The vessel is nearing retirement. Spacewalks are risky. Sending a whole new panel and toolkit expensive and slow.

Yet you cannot have three people starved of breath.

There is a conundrum similar to this for many a solution pitch.

Your prospect duly presents with said ‘problem’.

Yet sometimes they hope to merely brush it under the carpet.

‘Who’s got a spare finger..?’

The problem more contained, than eradicated.

They may well be joyful you can remove sight of the problem in the immediate aftermath of signing up.

But what about ensuring that it does not re-emerge? Whether in similar clothing or in disguise.

This is a frequent hurdle for such as Services.

This coin’s other side is that many a solution sale capitalises on never quite fixing something. An area Services sellers conversely exploit.

It pays to know in which pan of the scales your prospect sits.

In the orbiters case – and who couldn’t help but think of the iconic Apollo 13 scene putting a square peg in a round hole for their filter malfunction – the instant remedy was a classic.

Sticking tape.

It’s enough to give every amateur diy-er hope.

Albeit super-sticky-tape;

Astronauts covered the opening with some Kapton tape, an adhesive film that remains sticky in extreme temperatures, as a temporary fix.

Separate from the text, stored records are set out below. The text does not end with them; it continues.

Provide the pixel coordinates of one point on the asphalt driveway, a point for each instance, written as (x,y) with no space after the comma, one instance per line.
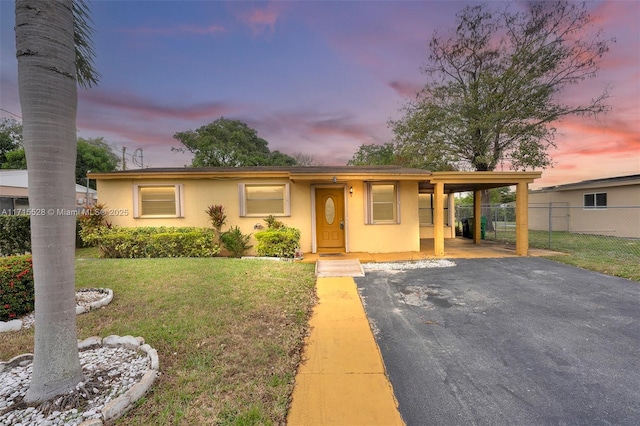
(524,341)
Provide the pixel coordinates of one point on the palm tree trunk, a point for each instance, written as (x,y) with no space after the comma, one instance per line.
(48,96)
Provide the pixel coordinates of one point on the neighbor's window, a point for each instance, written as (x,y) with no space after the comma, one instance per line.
(382,202)
(264,199)
(157,201)
(425,209)
(597,200)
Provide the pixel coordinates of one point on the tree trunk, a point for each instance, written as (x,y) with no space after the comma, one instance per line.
(48,96)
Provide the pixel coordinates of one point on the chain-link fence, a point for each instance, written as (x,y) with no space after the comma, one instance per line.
(565,228)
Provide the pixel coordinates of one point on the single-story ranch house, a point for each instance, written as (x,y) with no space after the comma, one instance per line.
(606,206)
(374,209)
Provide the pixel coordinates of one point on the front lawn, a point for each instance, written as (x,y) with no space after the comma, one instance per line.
(228,333)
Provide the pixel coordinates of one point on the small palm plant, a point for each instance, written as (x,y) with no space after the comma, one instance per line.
(218,219)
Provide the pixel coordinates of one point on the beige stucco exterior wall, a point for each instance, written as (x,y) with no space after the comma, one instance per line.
(426,231)
(201,193)
(198,195)
(383,238)
(621,218)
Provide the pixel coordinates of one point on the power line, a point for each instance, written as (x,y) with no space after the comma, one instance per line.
(9,112)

Mission control chose to move up a stage;

Later in the day, the Russian cosmonauts plugged the hole with sealant and gauze.

Then relaxed that this was enough. As this later snap points to;

You hear phrases akin to this from solution buying regularly.

“Sticking plaster”. “Workrounds”. “Sweat the asset”.

Nobody really wants to crew and fuel a whole new rocket. Then again, most realise the folly of taping up a quick cover.

How are you encouraging your prospects to go beyond the 1960s Kapton job?